Depois da lambança da semana passada, quando a Câmara de Cuiabá aprovou a lei da criação da Agência Reguladora, embutida, sorrateiramente - feito Cavalo de Tróia -, da permissão para a concessão dos serviços de saneamento da capital, o vereador Toninho de Souza (ainda PDT, prestes a se filiar ao PSD) veio a público declarar-se arrependido, justificando que votou o projeto sem conhecê-lo direito.

Como diria um amigo gaúcho: “Mas bah, thcê, não diga uma barbaridade destas!”. E o espanto do gaúcho dessa vez não seria exagero de gaúcho. É de fato espantosamente espantoso que um vereador, jornalista de profissão – portanto, sujeito esclarecido e letrado -, tenha votado um projeto dessa envergadura sem tê-lo lido ou sem tê-lo compreendido.

Não tomo o exemplo do Toninho para execrá-lo, por não achar que mereça e por não ser esse o meu papel. Apenas para ilustrar o tamanho da lambança. Em certo sentido, seu gesto foi virtuoso, desde que esteja fazendo uma autocrítica sincera, e isso veremos na prática, observando suas posições sobre o assunto doravante.

Ontem conversei com o vereador – e também comunicador – Everton Pop (PP, com destino ao PSD) pelo Twitter. Perguntei-lhe se também estaria arrependido e se concorda com a forma como o projeto foi aprovado. Ele me respondeu que votou consciente, porque acredita que a medida vai solucionar o problema principal, que, no seu entender, é garantir água de qualidade na torneira do consumidor.

Mas, reconheceu que a forma de aprovação do projeto, sem discussão pública, foi inadequada. “Esse foi sim um erro, porque se ouvir os moradores, querem água na torneira. Porém, reconheço que dá essa interpretação. Se ouvido primeiro, o povo iria reforçar o projeto. Pois querem água”, escreveu-me ele no Twitter.

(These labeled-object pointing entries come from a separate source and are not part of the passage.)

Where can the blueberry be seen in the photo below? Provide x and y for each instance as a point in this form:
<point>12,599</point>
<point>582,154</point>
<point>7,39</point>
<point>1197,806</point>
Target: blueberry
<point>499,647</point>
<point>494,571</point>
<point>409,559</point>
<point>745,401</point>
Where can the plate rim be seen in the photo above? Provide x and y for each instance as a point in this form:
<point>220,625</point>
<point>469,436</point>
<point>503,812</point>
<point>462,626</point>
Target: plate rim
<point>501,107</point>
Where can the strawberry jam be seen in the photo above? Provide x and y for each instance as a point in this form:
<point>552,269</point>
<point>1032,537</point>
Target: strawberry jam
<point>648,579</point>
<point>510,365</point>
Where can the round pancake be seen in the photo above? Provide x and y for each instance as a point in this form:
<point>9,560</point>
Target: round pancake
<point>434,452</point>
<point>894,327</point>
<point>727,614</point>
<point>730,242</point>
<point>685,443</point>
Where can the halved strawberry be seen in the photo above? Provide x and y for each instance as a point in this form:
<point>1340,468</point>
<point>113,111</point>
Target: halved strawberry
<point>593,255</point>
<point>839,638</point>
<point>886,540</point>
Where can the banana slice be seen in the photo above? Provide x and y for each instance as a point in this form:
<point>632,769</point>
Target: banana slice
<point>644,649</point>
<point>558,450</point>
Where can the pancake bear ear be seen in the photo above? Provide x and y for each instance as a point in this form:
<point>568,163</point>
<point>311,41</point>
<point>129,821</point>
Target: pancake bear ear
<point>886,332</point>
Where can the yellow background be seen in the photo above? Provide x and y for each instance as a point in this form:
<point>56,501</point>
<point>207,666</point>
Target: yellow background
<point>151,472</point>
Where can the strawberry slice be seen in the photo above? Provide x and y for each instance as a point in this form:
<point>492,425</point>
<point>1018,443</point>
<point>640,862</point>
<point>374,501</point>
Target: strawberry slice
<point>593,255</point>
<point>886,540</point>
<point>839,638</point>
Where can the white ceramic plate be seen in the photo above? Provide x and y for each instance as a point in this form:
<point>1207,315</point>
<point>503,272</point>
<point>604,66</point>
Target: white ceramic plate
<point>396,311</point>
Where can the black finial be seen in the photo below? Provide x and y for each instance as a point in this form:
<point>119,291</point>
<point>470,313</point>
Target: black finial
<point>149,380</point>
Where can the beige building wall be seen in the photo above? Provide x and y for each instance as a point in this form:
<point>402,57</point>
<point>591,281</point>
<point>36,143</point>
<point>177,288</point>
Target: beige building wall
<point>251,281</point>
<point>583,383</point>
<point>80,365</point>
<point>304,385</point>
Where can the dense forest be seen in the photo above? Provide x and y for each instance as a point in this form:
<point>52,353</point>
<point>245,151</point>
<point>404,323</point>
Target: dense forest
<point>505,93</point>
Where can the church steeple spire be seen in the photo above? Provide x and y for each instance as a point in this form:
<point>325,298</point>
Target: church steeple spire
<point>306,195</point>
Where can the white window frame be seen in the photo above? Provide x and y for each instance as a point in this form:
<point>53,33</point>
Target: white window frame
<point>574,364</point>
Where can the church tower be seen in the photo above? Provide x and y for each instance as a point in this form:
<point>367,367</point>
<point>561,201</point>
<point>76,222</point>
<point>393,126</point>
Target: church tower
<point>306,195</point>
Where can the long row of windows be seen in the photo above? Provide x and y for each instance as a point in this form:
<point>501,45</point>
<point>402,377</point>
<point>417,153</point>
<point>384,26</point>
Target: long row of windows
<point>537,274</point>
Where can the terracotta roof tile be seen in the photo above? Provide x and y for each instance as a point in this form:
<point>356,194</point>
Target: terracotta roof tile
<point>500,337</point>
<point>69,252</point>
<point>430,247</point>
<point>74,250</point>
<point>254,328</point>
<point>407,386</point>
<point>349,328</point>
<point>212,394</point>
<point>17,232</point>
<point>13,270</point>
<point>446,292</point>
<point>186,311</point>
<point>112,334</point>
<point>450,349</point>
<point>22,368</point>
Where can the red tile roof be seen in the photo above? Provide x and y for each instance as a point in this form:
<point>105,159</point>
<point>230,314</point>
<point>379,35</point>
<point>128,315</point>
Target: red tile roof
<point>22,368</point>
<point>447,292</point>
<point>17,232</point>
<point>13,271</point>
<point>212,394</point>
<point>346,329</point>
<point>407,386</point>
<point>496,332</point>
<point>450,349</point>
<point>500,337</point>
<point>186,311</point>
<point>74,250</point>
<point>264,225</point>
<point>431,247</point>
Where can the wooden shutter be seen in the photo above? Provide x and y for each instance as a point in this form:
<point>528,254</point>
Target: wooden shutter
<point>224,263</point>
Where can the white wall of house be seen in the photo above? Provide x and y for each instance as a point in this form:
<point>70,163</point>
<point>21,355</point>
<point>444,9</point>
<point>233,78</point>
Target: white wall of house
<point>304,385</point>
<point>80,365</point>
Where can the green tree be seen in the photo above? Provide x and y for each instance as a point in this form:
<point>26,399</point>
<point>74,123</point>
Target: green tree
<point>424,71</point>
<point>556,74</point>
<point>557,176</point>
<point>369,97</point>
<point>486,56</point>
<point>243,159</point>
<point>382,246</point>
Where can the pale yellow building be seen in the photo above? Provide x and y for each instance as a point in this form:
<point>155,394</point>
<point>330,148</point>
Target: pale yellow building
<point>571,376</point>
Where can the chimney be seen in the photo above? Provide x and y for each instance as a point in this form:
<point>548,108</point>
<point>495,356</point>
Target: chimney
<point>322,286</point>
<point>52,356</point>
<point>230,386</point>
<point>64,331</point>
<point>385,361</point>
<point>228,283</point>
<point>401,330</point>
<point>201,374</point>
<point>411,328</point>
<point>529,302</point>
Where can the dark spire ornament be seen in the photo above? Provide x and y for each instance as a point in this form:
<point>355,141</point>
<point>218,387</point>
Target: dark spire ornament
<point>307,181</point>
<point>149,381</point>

Percebo também um enorme esforço do prefeito Chico Galindo e sua equipe, e do vereador e prefeito em exercício no episódio, Júlio Pinheiro, ambos do PTB, em tentar explicar que não houve trapaça da sua parte, e que, rigorosamente, não há que se falar em privatização da Sanecap, mas apenas em concessão dos serviços.

A rigor, a lei aprovada retoma da Sanecap os serviços de saneamento da cidade para a municipalidade. A lei, desde a mensagem que encaminhou o projeto à Câmara, diz claramente que “o município poderá explorar o serviço por meio de concessão”, e que a Sanecap prestará o serviço “até a assunção da concessionária”. (Não sei qual destas partes Toninho de Souza não leu ou não entendeu, já que estão nos artigos 3º e 4º do projeto, logo, na primeira página).

Quando ocorrer a concessão, a Sanecap, na prática, será extinta ou liquidada, e não privatizada. Nisso Galindo e Pinheiro têm razão, embora devam compreender que é natural que haja confusão semântica entre “privatizar” e “conceder à iniciativa privada”.

Sabedores que são da forte carga ideológica e até emocional que envolve o tema - como foi registrado em todas as vezes que o assunto foi proposto por gestões anteriores – se não trapacearam a opinião pública, como negam, foram de um amadorismo extremo, que também faria espantar até o meu exagerado amigo gaúcho. A meu ver, deveriam ter adotado a postura de Everton Pop e assumido claramente o que queriam antes de aprovar na moita o projeto, ou deveriam agora seguir o exemplo (não disse que ele era virtuoso) do Toninho de Souza e pedirem desculpas à população pela falha de encaminhamento, declarando-se arrependidos. Afinal, como diz um outro amigo meu, dessa vez um baiano, “errar é humano, mas persistir no erro é burrice”. A menos que queiram passar o resto do ano tentando explicar o que não se explica, mas se desculpa ou se assume.

Por falar em burro, lembro-me de anedota contada pelo amigo Mário Marques: Certa vez um vaqueiro tentava amarrar o rabo da vaca no esteio do celeiro, já que sua cauda o impedia de ordenhá-la. Na falta de corda, tirou o cinto, subiu no tamborete e se pôs a amarrar o rabo do animal. Sem o cinto, sua calça caiu. Nisso, sua esposa entra pelo celeiro, e, ao defrontar-se com aquela cena inusitada, pergunta-lhe, espantada, o que era aquilo. De pronto, o vaqueiro respondeu-lhe: “Estou sodomizando a vaca, não está vendo!”. Moral da história: às vezes é melhor assumir o erro que tentar explicar o inexplicável.